At some point, I want to do a video on the “meta” side of classic literature—that is, all about what classics are, how I review books, and thoughts on book communities (blogs, YouTube, and beyond). But I am slow these days, so it remains a thought bubble until I can flesh it out more.

One of these thoughts that’s been percolating in the gray cells is the concept of objectivity in classic literature. I feel this especially in my (arduous) reading of Middlemarch. It has a great many merits—these are facts, ones I seek to point out in my multi-part reviews. But that acknowledged . . . I still dislike it. I don’t vibe with it. I am barely enjoying the reading experience. And that is ok!

There is a risk of falling into polarity on this matter. One side might consider literature as something of a science and that any book which adds up in the scale of measurable attributes—shall we say, historical significance, attention to detail, skillful prose, and so on—is universally excellent. Another side might consider literature to be a purely subjective art, in which comparing works to each other is futile and all that can be measured is an individual’s (or at best, a group’s) experience.

I would not prescribe how someone else should read, but personally, I believe reading literature encompasses both sides. Without some objectivity and analysis, you are gliding on the surface of literature, which is a fine place to be (and where I was for my early years), but so much more of the author’s voice is revealed if you dive into the depths. Likewise, if you stay too long underwater, you forget what the sun looks like and how the light gilds the waves and how you felt when you first saw the sea. The scientist must give way sometimes for the poet, and vice-versa.

A work of literature is really just a message from one soul to another across time and space. As open-minded readers, let’s decipher the message to see if it is for us.

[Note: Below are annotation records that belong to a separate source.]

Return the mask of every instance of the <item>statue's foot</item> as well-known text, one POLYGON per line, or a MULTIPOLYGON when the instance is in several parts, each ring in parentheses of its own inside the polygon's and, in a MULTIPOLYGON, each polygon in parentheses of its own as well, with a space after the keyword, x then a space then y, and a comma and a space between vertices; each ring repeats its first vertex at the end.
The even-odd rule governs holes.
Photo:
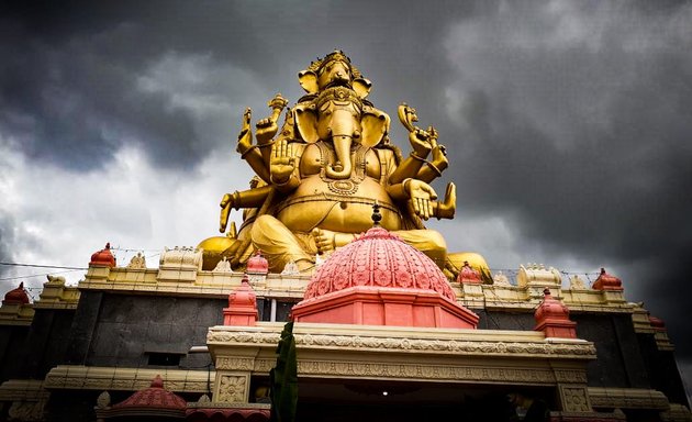
POLYGON ((457 211, 457 187, 449 182, 445 191, 445 200, 433 203, 433 214, 439 219, 454 219, 457 211))
POLYGON ((334 242, 336 233, 330 230, 323 229, 313 229, 312 237, 315 240, 315 246, 317 246, 319 254, 326 254, 336 248, 336 243, 334 242))

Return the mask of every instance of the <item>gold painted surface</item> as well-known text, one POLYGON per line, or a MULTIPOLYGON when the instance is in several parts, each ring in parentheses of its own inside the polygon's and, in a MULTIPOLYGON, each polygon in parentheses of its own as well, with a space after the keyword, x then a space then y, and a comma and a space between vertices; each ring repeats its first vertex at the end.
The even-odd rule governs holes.
MULTIPOLYGON (((429 185, 448 167, 437 131, 416 126, 416 110, 402 103, 398 118, 411 145, 404 155, 390 142, 390 116, 366 99, 372 84, 342 52, 311 63, 299 82, 306 95, 288 109, 281 95, 269 100, 270 115, 257 121, 254 133, 252 111, 243 115, 236 151, 256 176, 249 189, 223 196, 220 231, 226 231, 234 209, 243 210, 243 223, 200 243, 203 268, 213 269, 222 256, 243 268, 252 252, 261 249, 274 273, 290 262, 310 271, 316 254, 372 226, 377 202, 384 229, 456 276, 462 263, 448 259, 445 240, 424 225, 431 218, 453 219, 456 210, 453 182, 444 197, 429 185)), ((485 260, 466 256, 491 282, 485 260)))

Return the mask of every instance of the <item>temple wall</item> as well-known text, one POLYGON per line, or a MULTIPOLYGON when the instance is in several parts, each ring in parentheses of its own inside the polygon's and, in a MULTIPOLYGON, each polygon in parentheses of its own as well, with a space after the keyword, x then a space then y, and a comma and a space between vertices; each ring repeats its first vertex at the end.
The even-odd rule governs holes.
POLYGON ((21 376, 29 326, 0 325, 0 382, 21 376))
POLYGON ((67 362, 147 367, 152 354, 172 354, 180 356, 176 367, 204 369, 209 356, 188 352, 205 344, 208 327, 222 323, 226 306, 226 300, 215 298, 86 291, 72 326, 75 337, 67 362))

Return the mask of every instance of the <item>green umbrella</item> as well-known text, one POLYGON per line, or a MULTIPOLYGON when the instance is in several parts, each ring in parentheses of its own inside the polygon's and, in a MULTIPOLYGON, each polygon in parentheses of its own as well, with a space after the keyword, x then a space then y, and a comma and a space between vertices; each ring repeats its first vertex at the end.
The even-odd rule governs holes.
POLYGON ((283 325, 277 346, 277 365, 269 371, 271 380, 270 422, 294 422, 298 407, 298 358, 293 321, 283 325))

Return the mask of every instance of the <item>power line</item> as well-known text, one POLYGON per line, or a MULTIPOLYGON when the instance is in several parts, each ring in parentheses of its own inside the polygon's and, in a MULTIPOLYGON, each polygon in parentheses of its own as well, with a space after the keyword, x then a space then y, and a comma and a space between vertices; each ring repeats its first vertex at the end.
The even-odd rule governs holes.
POLYGON ((20 263, 2 263, 0 265, 8 265, 12 267, 32 267, 32 268, 57 268, 57 269, 88 269, 87 267, 66 267, 63 265, 38 265, 38 264, 20 264, 20 263))

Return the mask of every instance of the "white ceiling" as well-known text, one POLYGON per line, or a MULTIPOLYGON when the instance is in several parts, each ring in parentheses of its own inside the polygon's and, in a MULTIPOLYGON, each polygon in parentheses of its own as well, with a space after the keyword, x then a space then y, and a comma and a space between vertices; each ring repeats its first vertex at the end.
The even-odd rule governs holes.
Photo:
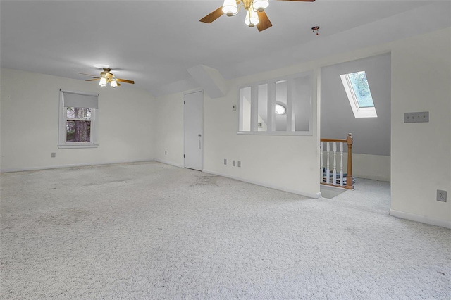
POLYGON ((450 1, 418 0, 271 1, 260 32, 243 11, 199 22, 222 2, 2 0, 1 67, 85 80, 103 64, 158 96, 197 87, 198 65, 230 79, 451 26, 450 1))

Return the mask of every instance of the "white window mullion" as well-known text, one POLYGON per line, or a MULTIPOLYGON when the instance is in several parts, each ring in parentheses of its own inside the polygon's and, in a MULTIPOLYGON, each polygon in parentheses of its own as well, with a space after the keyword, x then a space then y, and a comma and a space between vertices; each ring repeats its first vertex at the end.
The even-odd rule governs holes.
POLYGON ((268 131, 276 131, 276 82, 268 82, 268 131))
POLYGON ((293 95, 293 79, 289 78, 287 80, 287 131, 291 132, 295 131, 293 126, 292 115, 292 95, 293 95))
POLYGON ((251 131, 259 130, 259 87, 253 85, 251 87, 251 131))

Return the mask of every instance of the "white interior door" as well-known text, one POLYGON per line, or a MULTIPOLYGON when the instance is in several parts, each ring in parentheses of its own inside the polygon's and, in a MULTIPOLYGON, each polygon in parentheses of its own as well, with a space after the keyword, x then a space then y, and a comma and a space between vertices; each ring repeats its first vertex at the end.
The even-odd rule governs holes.
POLYGON ((204 168, 204 94, 185 95, 185 168, 204 168))

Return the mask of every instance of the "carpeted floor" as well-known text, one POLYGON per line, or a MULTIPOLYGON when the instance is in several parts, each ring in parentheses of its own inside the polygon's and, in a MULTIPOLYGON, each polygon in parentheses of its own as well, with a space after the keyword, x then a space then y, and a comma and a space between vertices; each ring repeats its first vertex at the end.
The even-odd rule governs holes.
POLYGON ((451 298, 451 230, 390 216, 387 182, 310 199, 159 163, 0 178, 0 299, 451 298))

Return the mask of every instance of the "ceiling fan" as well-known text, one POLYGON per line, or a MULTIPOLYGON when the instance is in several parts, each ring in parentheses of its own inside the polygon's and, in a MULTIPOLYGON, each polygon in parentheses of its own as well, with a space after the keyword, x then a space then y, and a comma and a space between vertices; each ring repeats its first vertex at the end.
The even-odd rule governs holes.
POLYGON ((107 83, 110 84, 111 87, 116 87, 119 85, 121 85, 118 82, 125 82, 125 83, 131 83, 132 85, 135 84, 133 80, 129 80, 128 79, 122 79, 122 78, 116 78, 116 76, 111 73, 111 69, 109 68, 103 68, 104 71, 100 73, 100 76, 96 76, 90 74, 86 73, 77 73, 77 74, 82 74, 88 76, 91 76, 91 77, 94 79, 88 79, 85 81, 94 81, 94 80, 100 80, 99 82, 99 85, 101 87, 106 87, 107 83))
MULTIPOLYGON (((314 2, 315 0, 277 0, 292 1, 298 2, 314 2)), ((246 10, 245 23, 249 27, 257 26, 259 31, 268 29, 273 25, 271 23, 264 10, 269 6, 269 0, 224 0, 224 4, 219 8, 206 15, 199 20, 205 23, 211 23, 224 13, 229 17, 238 13, 240 8, 246 10)))

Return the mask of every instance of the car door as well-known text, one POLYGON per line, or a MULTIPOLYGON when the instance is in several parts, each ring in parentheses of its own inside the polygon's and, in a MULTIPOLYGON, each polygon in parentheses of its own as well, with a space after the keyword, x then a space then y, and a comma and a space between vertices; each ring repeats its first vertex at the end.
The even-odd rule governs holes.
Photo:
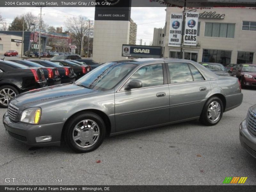
POLYGON ((170 91, 170 121, 200 116, 208 95, 210 82, 188 62, 166 64, 170 91))
POLYGON ((141 66, 116 93, 117 132, 168 122, 169 89, 164 68, 162 63, 141 66), (134 80, 141 81, 142 87, 126 90, 130 81, 134 80))

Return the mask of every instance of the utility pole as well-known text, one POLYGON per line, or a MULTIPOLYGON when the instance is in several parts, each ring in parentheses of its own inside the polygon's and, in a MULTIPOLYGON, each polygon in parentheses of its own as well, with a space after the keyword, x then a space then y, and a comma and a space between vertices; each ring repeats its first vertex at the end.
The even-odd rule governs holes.
POLYGON ((182 21, 182 31, 181 32, 181 44, 180 45, 180 59, 182 59, 183 58, 183 52, 182 51, 182 49, 184 46, 183 44, 184 40, 183 39, 184 37, 184 30, 185 28, 185 17, 186 15, 186 5, 187 5, 187 0, 185 0, 184 2, 184 9, 183 10, 183 21, 182 21))
POLYGON ((87 57, 89 57, 89 43, 90 42, 90 27, 91 27, 91 20, 89 20, 89 30, 88 32, 88 47, 87 48, 87 57))
POLYGON ((22 29, 22 43, 21 43, 21 58, 23 56, 23 49, 24 49, 24 25, 25 25, 25 18, 23 17, 23 27, 22 29))
POLYGON ((41 59, 41 25, 42 25, 42 8, 46 6, 36 6, 40 7, 40 20, 39 21, 39 47, 38 47, 38 58, 41 59))

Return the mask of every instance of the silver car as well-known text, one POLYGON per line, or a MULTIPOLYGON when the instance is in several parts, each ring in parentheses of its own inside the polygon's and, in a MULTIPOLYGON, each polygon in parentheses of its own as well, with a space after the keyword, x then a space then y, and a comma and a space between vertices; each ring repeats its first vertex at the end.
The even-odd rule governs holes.
POLYGON ((98 147, 106 135, 199 119, 214 125, 239 106, 237 79, 191 60, 140 59, 106 63, 74 83, 18 95, 4 116, 6 132, 34 146, 98 147))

5 thoughts on “Of Vibes and Vent

  1. The thought of analyzing literature ‘objectively’ through quantifiable standards and such makes me shudder inwardly. There’s a difference between substance and execution, though. A compelling story can be badly told, and a boring story can be artfully rendered — in theory, at least. I’d think if someone knows how to write beautiful prose, though, they would be able to create a narrative with some semblance of quality.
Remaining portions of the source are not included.